One of the best parts about Afterlife Its structure and the fact that it is so different from the original. Ghostbusters, even though the movies’ stories share more than a few similarities. There’s no attempt to form a new Ghostbusting team, or to recapture the magic and chemistry of the original stars. Instead, Reitman focuses on building strong characters — something he excelled at in his previous movies, like It’s up in the airAnd Juno — and bringing them into the world of Ghostbusters. This is not a pure reinvention. Afterlife It feels like Ghostbusters movies are expanding the boundaries of what they can do. This movie says a Ghostbusters story can be about kids finding where they fit into the world, just as much as it can be about Bill Murray flirting with Sigourney Weaver after she’s turned into the herald of a Sumerian god.

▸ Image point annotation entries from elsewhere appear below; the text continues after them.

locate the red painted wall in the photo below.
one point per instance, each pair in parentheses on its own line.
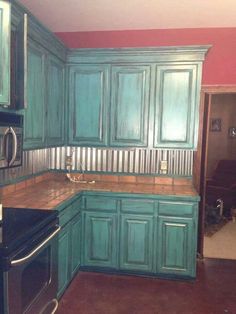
(219,66)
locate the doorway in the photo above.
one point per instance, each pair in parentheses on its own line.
(217,117)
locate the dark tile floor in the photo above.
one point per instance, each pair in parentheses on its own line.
(213,292)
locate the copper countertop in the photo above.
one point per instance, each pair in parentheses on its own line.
(50,193)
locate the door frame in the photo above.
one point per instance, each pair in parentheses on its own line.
(200,155)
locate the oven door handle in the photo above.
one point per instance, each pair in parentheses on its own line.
(53,301)
(14,146)
(24,259)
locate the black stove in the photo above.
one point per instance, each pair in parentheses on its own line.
(28,261)
(21,228)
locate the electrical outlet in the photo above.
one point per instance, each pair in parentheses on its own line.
(163,166)
(68,160)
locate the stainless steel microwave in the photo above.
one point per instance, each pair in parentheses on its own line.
(11,140)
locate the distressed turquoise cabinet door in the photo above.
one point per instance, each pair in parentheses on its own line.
(176,249)
(5,31)
(136,246)
(100,239)
(88,101)
(176,106)
(129,105)
(75,244)
(34,122)
(63,259)
(55,102)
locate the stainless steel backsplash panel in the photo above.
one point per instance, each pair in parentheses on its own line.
(130,161)
(34,161)
(136,161)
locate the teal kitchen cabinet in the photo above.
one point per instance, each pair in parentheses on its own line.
(34,114)
(176,106)
(177,239)
(100,239)
(55,102)
(63,259)
(5,32)
(154,97)
(130,96)
(136,242)
(75,244)
(137,235)
(69,244)
(88,105)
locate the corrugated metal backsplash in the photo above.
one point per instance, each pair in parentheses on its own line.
(34,161)
(131,161)
(137,161)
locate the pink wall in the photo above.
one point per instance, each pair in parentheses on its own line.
(219,67)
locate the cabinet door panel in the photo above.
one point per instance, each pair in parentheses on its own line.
(100,240)
(89,96)
(34,122)
(136,243)
(55,102)
(129,105)
(175,107)
(75,244)
(63,259)
(176,246)
(5,31)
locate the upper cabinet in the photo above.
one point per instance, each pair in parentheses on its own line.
(88,105)
(55,91)
(34,114)
(176,105)
(130,91)
(148,97)
(5,32)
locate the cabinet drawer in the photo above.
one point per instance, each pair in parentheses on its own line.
(100,202)
(137,206)
(69,212)
(177,209)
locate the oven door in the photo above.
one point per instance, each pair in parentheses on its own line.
(31,282)
(3,158)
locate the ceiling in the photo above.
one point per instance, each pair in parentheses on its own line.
(104,15)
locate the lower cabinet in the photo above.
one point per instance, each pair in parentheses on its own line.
(68,252)
(176,249)
(136,242)
(154,236)
(63,259)
(100,239)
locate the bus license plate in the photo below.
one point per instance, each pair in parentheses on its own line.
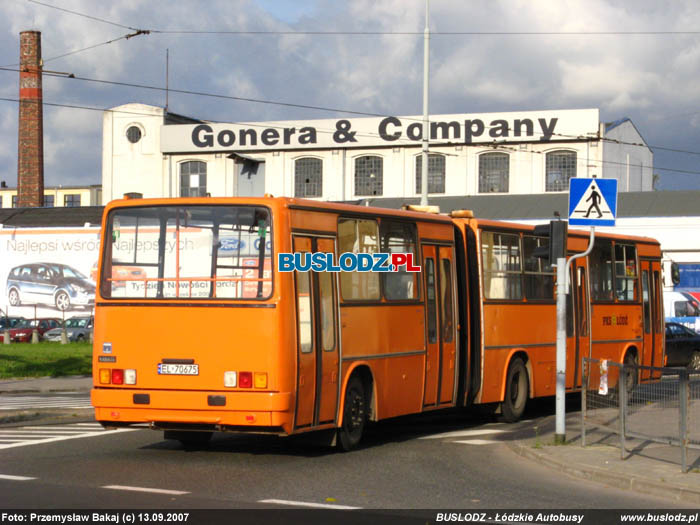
(178,370)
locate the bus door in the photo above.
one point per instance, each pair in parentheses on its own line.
(440,365)
(317,344)
(651,316)
(578,324)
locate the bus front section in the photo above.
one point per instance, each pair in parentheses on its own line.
(188,322)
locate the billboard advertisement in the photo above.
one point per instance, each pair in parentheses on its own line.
(48,272)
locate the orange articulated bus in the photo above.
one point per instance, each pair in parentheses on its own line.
(614,310)
(208,335)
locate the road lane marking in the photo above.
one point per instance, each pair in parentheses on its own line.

These kids really are the star of the show. This show is not a funny, one-liners comedy as the previous two films. Ghostbusters: AfterlifeThis movie is more like an Amblin Entertainment movie. It features a lot of teenager adventures, and even a few laughs. You will see kids in trouble and making new friends. Paul Rudd plays Gary Gruberson (a scientist teacher) and shows up to help the children or provide some humor.
The performances by the movie’s young actors are mostly winning, but the two standouts by far are Mckenna Grace’s Phoebe and her first-ever friend, who calls himself Podcast because he hosts one. Logan Kim is a newcomer to the role of Podcast. He is charming and funny, as well as a great scene-stealer. But while Kim provides most of the movie’s best jokes, Grace handles just about everything else. If this movie rests on the shoulders of any one character, it’s Phoebe, who is socially awkward, a little weird, and tremendously smart — exactly what Ghostbusters fans would expect from Egon’s granddaughter.
Grace does a great job in this role. She echoes Ramis but never imitates him. This makes the character unique to her. She even has to match up with Carrie Coon in the movie’s most dramatic scenes and Rudd in its most comedic, and she’s excellent at each. Grace has already been great in a few movies — including playing the younger version of half the blonde actresses in Hollywood over the last few years — but in Ghostbusters: AfterlifeShe may finally have found the star-making role she was looking for.
Despite its focus on young characters, Ghostbusters: AfterlifeIt is filled with inside jokes and references to the movies that inspired the series. There are dozens of tiny moments that will make die-hard Ghostbusters fans cheer — and they certainly cheered at Comic Con. It’s the film’s promise to bring a new generation of Ghostbusters kids into the Ghostbusters universe, which is what makes it so exciting. The movie features Afterlife’s endless string of callbacks, Jason Reitman lovingly pays homage to his father’s series, but the new characters are where Jason’s own intimate and personal style of filmmaking shines through. It seems only right that it should be so. Ghostbusters: Afterlife is at its best when it’s about young characters finding their place in a pop-culture landscape their predecessors built.